Construído em grande parte como resposta às lutas sociais vai sendo aniquilado sob o influxo de uma tremenda ofensiva de um projeto e de uma visão ideológica a que se deu o nome de neoliberalismo. Essa visão ideológica inclui meritocracia, individualismo, egoísmo social e a crença no mercado como um fato da ordem natural das coisas, conceitos que, narcotizando as massas, responde pelo refluxo das lutas populares. No capitalismo do século XIX crianças de oito anos faziam jornadas de 14 horas. No do século XXI idosos terão sua força de trabalho exaurida até a morte porque não poderão pagar previdência privada e não haverá uma pública.

Marx, ainda diz: as relações jurídicas, bem como as formas de Estado, não podem ser explicadas por si mesmas, nem pela chamada evolução geral do espírito humano; estas relações têm, ao contrário, suas raízes nas condições materiais de existência.” (Prefácio de Contribuição à crítica da economia política, p. 83)

Com o fracasso ciclo da social-democracia, já não temos o direito de duvidar da natureza do escorpião ou de suspeitar da retórica de Marx – os marxistas. O projeto nacional-desenvolvimentista por essas “esquerdas institucionais” demonstraram-se insustentáveis até aqui. Mesmo com alguns avanços, a lógica mercantil, a divisão social do trabalho e a ideologia dominante apagaram a brasa de luz dessa “nova-democracia”.

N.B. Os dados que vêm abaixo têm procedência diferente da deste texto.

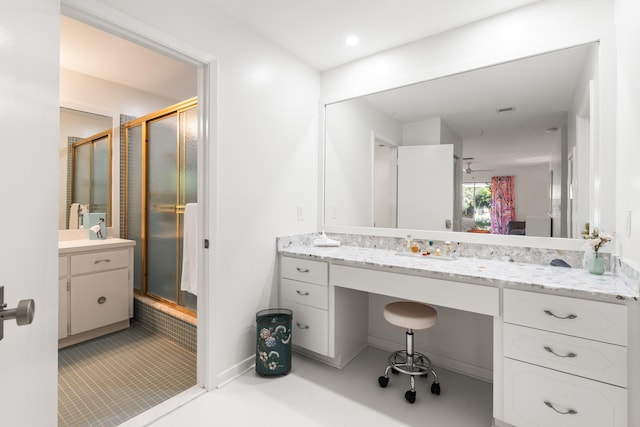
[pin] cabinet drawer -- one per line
(305, 270)
(592, 359)
(537, 397)
(99, 261)
(99, 300)
(572, 316)
(63, 269)
(310, 327)
(305, 293)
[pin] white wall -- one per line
(29, 112)
(348, 136)
(502, 38)
(628, 129)
(423, 132)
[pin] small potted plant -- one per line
(597, 240)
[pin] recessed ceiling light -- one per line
(352, 41)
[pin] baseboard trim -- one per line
(438, 360)
(236, 371)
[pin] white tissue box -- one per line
(97, 225)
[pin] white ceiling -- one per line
(93, 52)
(541, 89)
(315, 31)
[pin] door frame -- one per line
(128, 28)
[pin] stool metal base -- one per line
(412, 363)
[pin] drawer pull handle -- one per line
(569, 317)
(302, 327)
(550, 350)
(569, 412)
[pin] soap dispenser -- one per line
(407, 242)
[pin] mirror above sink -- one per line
(86, 169)
(530, 118)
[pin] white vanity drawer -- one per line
(539, 397)
(63, 269)
(305, 270)
(99, 299)
(310, 327)
(99, 261)
(305, 293)
(591, 359)
(572, 316)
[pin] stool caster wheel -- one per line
(435, 389)
(410, 395)
(383, 381)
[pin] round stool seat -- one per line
(410, 315)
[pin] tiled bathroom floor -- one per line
(110, 379)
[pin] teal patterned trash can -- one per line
(273, 349)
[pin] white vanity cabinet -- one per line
(565, 361)
(329, 322)
(95, 288)
(304, 289)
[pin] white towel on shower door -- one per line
(189, 279)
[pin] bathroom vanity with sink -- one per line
(95, 288)
(562, 338)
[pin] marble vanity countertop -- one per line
(475, 270)
(69, 246)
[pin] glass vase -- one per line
(597, 265)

Na obra “A guerra civil na França” Marx escreveu, sublinhando esse aparelho estatal que, “À medida que os progressos da moderna indústria desenvolviam, ampliavam e aprofundavam o antagonismo de classe entre o capital e o trabalho, o poder do Estado foi adquirindo cada vez mais o caráter de poder nacional do capital sobre o trabalho, de força pública organizada para a escravização social, de máquina do despotismo de classe. Depois de cada revolução, que assinala um passo adiante na luta de classes, revela-se com traços cada vez mais nítidos o caráter puramente repressivo do poder do Estado(s/d. p.79).

Em outra ocasião estes autores afirmam que a burguesia possui “um papel extremamente revolucionário”, visto que transforma as relações entre os homens em relações comerciais, de troca. Detentora do poder, a burguesia derrubou a aristocracia e a soberania da Igreja, estabeleceu a exploração “impudente”, enfim, ela não pode existir sem revolucionar, constantemente os instrumentos de produção e, desse modo, as relações de produção e, com elas, todas as relações da sociedade (MARX; ENGELS, M. do P.C, pp. 12-3).

Marx e Engels nos deixam claro que é a propriedade privada o cerne de toda a contradição entre as classes, da exploração do homem pelo homem. A burguesia utiliza-se do seu poder político para intensificar a contradição entre capital e trabalho, tendo em vista que dissemina sua ideologia, a qual é absorvida pelo proletariado e refletida em produção de riquezas e na maior escravização do mesmo. Esta realidade só terá um fim com a superação da propriedade privada pelos proletários, pois apenas esta classe detém esse poder revolucionário por ser a maior prejudicada pelo ideal capitalista de produção e consumo.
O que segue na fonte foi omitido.